Depositengarantiesystem

In den Niederlanden besteht eine Regelung zur Gewährleistung der Interessen der Kontoinhaber bei Banken, die unter der Aufsicht der Nederlandsche Bank stehen. Diese Regelung ist bekannt unter dem Namen: Depositengarantiesystem (DGS).
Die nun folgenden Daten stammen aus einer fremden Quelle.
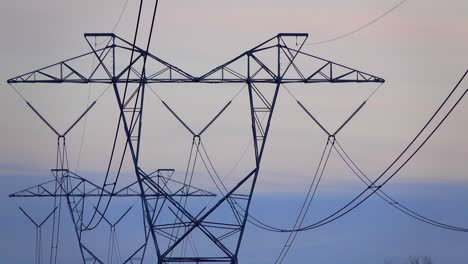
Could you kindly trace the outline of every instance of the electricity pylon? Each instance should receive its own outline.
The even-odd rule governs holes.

Eine Bank ist ein Unternehmen, das mit dem Geld arbeitet, das die Kontoinhber der Bank anvertraut haben. Zum Schutze der Interessen der Kontoinhaber stehen die in den Niederlanden niedergelassenen Banken unter strenger Aufsicht der Nederlandsche Bank. 

Die niederländischen Banken gehören traditionell zu den solidesten der Welt. Die Wahrscheinlichkeit, dass eine niederländische Bank ihren Verpflichtungen nicht nachkommen kann, ist daher auch sehr klein. Doch gibt es in unserem Land schon seit 1978 eine Regelung zur Gewährleistung der Interessen der Kontoinhaber: das Depositengarantiesystem. Die gleiche Regelung wurde 1994 auch innerhalb der Europäischen Union eingeführt: Die 'Richtlinie bezüglich des Depositengarantiesystems' vom 30. Mai 1994 verplichtet die Mitgliedstaaten der Europäischen Union, eine Garantieregelung einzuführen und legt Mindestnormen fest, denen die Regelungen genügen müssen. 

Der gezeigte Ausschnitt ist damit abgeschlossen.